12

One day just before the end of the summer term, Miss Perne asked Miriam to preside over the large schoolroom for the morning. The first and second-class girls were settled there at their written examination in English history. Rounding the schoolroom door she stood for a moment in the doorway. The sunlight poured in through the wide bay window and the roomful of quiet girls seemed like a field. Jessie Wheeler’s voice broke the silence. “It’s the Hen,” she shouted gently. “It’s the blessed Hen! Oh, come on. You going to sit with us?”

“Yes. Be quiet,” said Miriam.

“Oh, thank goodness,” groaned Jessie, supported by groans and murmurs from all over the room.

“Be quiet, girls, and get on with your papers,” said Miriam in a tone of acid detachment from the top of her tide. She sat feeling that her arms were round the entire roomful, that each girl struggling alone with the list of questions was resting against her breast. “I’m going away from them. I must be going away from them,” ran her thoughts regretfully. “They can’t keep me. This is the utmost. I’ve won. There’ll never be anything more than this, here.” It would always be the same—with different girls. Certainty. Even the sunlight paid a sort of homage to the fathomless certainty she felt. The sunlight in this little schoolroom was telling her of other sunlights, vast and unbroken, somewhere—coming, her own sunlights, when she should have wrenched herself away. It was there; she glanced up again and again to watch it breaking and splashing all over the room. It would come again, but how differently. Quite soon. She might have spared herself all her agonising. The girls did not know where she belonged. They were holding her. But she would go away, to some huge open space. Leave them—ah, it was unkind. But she had left them already in spirit.
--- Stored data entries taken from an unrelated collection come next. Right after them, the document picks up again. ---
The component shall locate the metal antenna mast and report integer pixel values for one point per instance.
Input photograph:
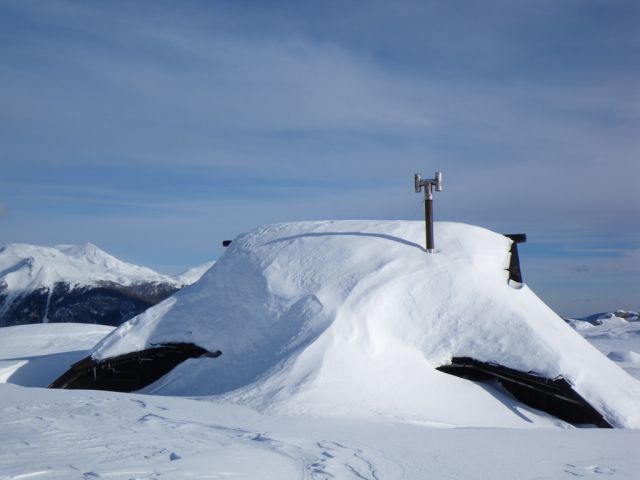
(428, 184)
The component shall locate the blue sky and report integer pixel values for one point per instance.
(157, 129)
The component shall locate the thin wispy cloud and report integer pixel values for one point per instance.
(243, 114)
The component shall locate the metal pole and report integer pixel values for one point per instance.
(428, 185)
(428, 217)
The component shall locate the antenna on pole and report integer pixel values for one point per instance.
(428, 184)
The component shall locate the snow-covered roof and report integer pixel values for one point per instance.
(354, 316)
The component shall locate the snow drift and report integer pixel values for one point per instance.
(353, 317)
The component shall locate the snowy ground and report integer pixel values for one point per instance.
(66, 434)
(615, 337)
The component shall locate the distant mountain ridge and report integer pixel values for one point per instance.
(70, 283)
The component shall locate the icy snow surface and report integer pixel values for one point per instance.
(352, 317)
(35, 355)
(617, 338)
(28, 267)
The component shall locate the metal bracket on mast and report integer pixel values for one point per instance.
(428, 185)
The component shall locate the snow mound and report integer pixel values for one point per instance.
(353, 317)
(28, 267)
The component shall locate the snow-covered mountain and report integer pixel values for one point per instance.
(192, 275)
(616, 335)
(355, 318)
(69, 283)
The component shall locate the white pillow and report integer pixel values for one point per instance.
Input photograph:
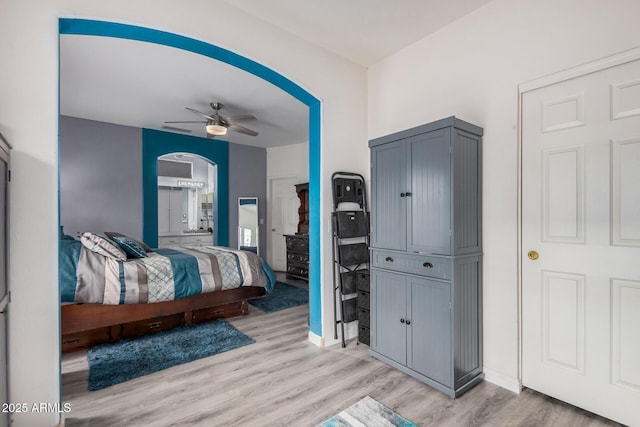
(103, 245)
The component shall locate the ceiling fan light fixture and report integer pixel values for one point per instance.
(214, 129)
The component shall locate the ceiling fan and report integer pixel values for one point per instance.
(217, 125)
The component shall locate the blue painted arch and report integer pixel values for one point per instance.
(110, 29)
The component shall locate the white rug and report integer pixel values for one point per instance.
(367, 413)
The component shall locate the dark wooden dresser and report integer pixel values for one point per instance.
(298, 244)
(297, 256)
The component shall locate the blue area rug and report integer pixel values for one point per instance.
(367, 412)
(282, 296)
(124, 360)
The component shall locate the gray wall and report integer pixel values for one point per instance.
(100, 179)
(248, 178)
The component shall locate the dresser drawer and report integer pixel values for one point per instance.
(423, 265)
(298, 258)
(168, 241)
(197, 240)
(298, 244)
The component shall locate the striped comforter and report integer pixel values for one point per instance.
(164, 275)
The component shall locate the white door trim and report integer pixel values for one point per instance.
(578, 71)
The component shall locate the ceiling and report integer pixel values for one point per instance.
(143, 85)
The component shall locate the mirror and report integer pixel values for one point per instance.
(186, 193)
(248, 224)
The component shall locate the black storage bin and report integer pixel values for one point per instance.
(353, 254)
(348, 190)
(363, 280)
(364, 335)
(363, 317)
(350, 310)
(349, 282)
(351, 224)
(363, 299)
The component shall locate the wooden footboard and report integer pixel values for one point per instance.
(84, 325)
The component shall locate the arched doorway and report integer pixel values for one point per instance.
(110, 29)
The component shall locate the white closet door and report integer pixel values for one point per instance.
(581, 215)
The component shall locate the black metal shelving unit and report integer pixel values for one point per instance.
(350, 231)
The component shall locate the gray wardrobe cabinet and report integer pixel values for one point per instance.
(426, 244)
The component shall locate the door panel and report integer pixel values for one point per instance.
(430, 330)
(283, 216)
(389, 314)
(581, 216)
(429, 218)
(389, 181)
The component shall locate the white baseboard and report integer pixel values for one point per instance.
(504, 381)
(350, 332)
(316, 339)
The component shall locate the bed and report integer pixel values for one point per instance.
(114, 287)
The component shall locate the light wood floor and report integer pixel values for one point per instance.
(284, 380)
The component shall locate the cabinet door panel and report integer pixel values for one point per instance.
(429, 212)
(430, 330)
(389, 210)
(389, 292)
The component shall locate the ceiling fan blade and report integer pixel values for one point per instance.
(236, 119)
(200, 113)
(242, 129)
(177, 129)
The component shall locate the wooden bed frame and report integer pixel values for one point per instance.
(84, 325)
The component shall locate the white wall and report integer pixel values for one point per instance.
(472, 69)
(29, 120)
(289, 161)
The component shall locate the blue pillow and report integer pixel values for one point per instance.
(130, 246)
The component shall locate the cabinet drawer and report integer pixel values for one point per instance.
(422, 265)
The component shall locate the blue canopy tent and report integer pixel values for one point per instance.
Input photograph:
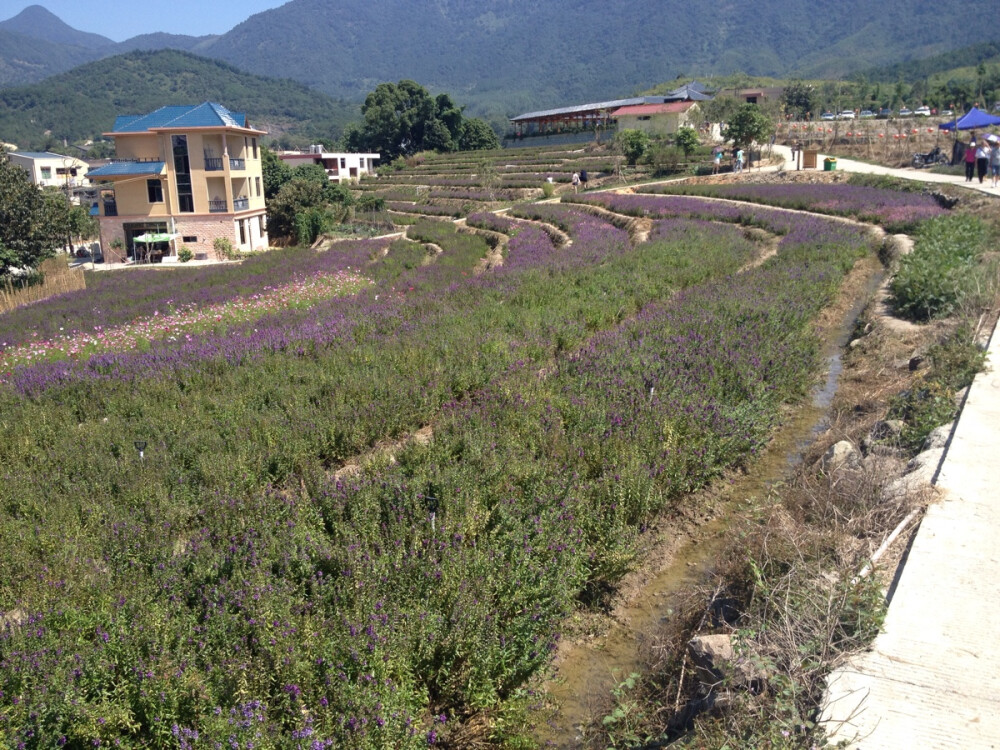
(974, 119)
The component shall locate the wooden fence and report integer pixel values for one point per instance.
(58, 279)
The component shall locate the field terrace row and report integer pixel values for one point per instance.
(230, 588)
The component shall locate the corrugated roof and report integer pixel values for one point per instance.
(119, 168)
(653, 109)
(41, 155)
(582, 108)
(205, 115)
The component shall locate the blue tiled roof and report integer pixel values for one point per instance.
(206, 115)
(119, 168)
(40, 155)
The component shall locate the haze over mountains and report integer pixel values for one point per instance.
(515, 54)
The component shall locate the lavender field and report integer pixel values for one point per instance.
(897, 211)
(230, 589)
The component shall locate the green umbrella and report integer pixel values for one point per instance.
(148, 238)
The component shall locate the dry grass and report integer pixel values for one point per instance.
(59, 278)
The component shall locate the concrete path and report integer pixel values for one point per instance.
(932, 678)
(919, 175)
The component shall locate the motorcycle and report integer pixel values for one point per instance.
(931, 158)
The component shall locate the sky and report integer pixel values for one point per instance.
(122, 19)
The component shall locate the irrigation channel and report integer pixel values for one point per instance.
(586, 671)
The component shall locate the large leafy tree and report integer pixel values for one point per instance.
(403, 118)
(799, 97)
(26, 227)
(749, 124)
(477, 135)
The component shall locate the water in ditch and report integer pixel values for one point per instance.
(587, 671)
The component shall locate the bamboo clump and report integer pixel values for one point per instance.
(58, 278)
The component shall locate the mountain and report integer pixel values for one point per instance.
(83, 102)
(564, 51)
(945, 64)
(25, 60)
(506, 56)
(38, 23)
(161, 40)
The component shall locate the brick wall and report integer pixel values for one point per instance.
(205, 228)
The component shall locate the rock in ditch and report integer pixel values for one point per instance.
(839, 456)
(715, 659)
(938, 437)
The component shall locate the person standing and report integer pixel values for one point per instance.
(982, 159)
(995, 162)
(970, 160)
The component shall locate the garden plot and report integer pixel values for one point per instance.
(226, 586)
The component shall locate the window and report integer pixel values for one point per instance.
(154, 191)
(182, 166)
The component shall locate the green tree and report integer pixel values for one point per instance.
(686, 139)
(632, 144)
(798, 98)
(477, 135)
(749, 124)
(275, 172)
(26, 236)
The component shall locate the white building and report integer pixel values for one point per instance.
(340, 167)
(51, 170)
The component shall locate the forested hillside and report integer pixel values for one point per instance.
(84, 102)
(508, 56)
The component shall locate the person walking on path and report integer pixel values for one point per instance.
(982, 159)
(970, 160)
(995, 161)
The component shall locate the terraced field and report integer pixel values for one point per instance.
(360, 516)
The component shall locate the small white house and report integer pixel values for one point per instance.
(340, 167)
(51, 170)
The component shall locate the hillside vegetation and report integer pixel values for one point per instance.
(83, 103)
(507, 56)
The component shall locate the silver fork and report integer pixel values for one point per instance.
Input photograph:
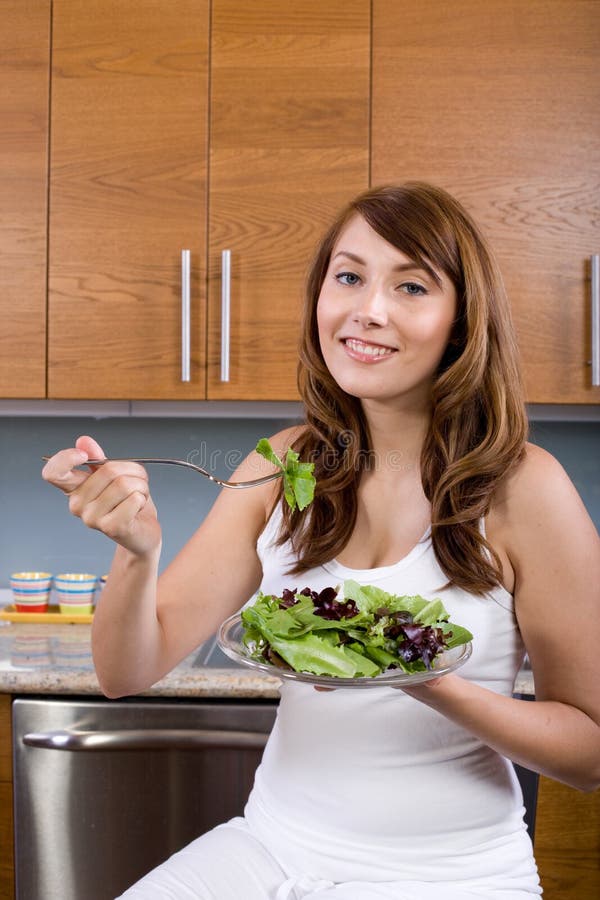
(186, 465)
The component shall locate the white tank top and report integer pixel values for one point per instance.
(372, 784)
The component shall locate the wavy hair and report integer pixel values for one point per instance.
(478, 425)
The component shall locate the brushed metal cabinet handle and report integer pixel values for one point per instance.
(145, 739)
(225, 312)
(185, 315)
(595, 267)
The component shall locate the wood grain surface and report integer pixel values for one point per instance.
(24, 100)
(500, 104)
(289, 139)
(567, 842)
(128, 193)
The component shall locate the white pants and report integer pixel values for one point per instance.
(229, 863)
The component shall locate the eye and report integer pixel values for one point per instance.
(413, 288)
(349, 278)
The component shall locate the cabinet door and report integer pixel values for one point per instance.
(128, 194)
(289, 144)
(24, 82)
(499, 102)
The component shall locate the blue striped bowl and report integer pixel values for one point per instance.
(75, 592)
(31, 591)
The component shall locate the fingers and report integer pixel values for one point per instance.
(109, 488)
(89, 446)
(61, 471)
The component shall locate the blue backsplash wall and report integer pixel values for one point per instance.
(37, 531)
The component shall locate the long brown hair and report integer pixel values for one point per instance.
(478, 423)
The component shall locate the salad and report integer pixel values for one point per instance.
(356, 632)
(298, 479)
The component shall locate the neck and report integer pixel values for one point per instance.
(397, 436)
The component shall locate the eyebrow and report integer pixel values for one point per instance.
(401, 267)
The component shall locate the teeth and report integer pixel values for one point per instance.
(367, 349)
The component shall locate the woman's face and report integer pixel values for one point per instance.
(384, 322)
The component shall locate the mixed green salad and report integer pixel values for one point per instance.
(298, 478)
(358, 631)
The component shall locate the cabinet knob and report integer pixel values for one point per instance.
(185, 315)
(225, 312)
(595, 266)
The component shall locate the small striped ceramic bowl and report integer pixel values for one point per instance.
(31, 591)
(75, 592)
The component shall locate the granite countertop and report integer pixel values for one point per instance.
(56, 659)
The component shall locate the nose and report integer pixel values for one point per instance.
(371, 310)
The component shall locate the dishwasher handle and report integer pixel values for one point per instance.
(146, 739)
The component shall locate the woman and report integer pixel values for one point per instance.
(425, 484)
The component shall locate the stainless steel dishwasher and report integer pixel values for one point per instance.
(106, 790)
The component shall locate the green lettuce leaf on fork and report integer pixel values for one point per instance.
(298, 479)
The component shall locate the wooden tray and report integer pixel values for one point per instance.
(53, 616)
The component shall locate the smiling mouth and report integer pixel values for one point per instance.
(372, 351)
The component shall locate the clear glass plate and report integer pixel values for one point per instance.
(230, 641)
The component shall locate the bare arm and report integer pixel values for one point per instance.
(145, 626)
(544, 531)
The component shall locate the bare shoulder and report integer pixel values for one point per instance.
(539, 518)
(537, 489)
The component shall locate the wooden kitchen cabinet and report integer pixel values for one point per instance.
(7, 881)
(499, 103)
(567, 842)
(128, 193)
(24, 100)
(288, 134)
(289, 140)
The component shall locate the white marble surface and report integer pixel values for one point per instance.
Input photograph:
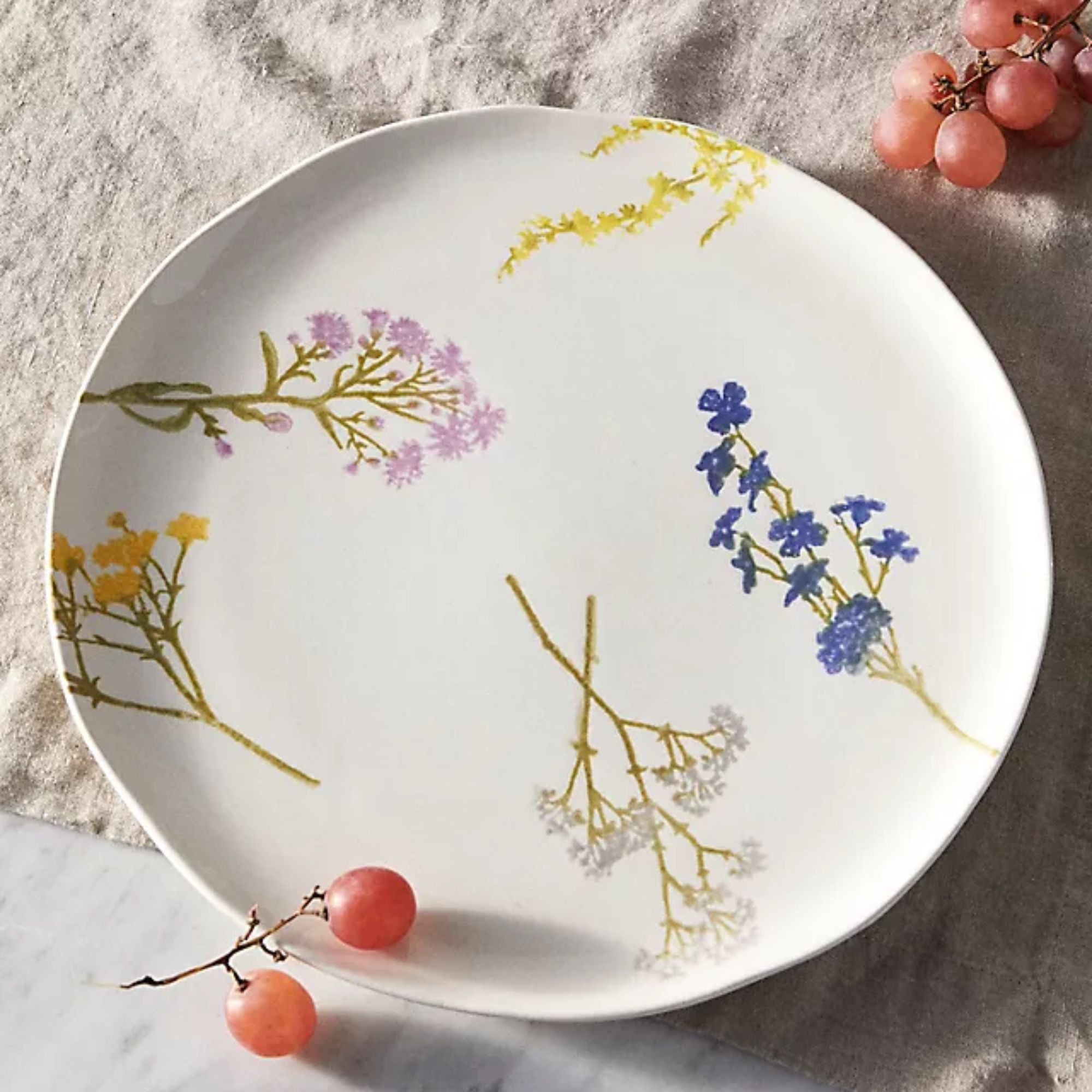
(76, 911)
If they could all get up together now and sing, let their voices peal together up and up, throw all the books out of the window, they might go on together, forward into the sunshine, but they would not want to do that. Hardly any of them would want to do that. They would look at her with knowing eyes, and look at the door, and stay where they were.

The room was very close. Polly Allen and Eunice Dupont, sitting together at a little card-table in the darkest corner of the room, were whispering. With beating heart Miriam got up and went and stood before them. “You two are talking,” she said with her eyes on the thickness of Polly’s shoulders as she sat in profile to the room. Eunice, opposite her, against the wall, flashed up at her her beautiful fugitive grin as from the darkness of a wood. History, thought Miriam. What has Eunice to do with history, laws, Henry II, the English Constitution? “You don’t talk,” she said coldly, feeling as she watched her that Eunice’s pretty clothes were stripped away and she were stabbing at her soft rounded body, “at examinations. Can’t you see that?” Eunice’s pale face grew livid. “First because it isn’t fair and also because it disturbs other people.” You can tell all the people who cheat by their smile, she reflected on her way back. Eunice chuckled serenely two or three times. “What have these North London girls to do with studies?” ... There was not a single girl like Eunice at Barnes. Even the very pretty girls were ... refined.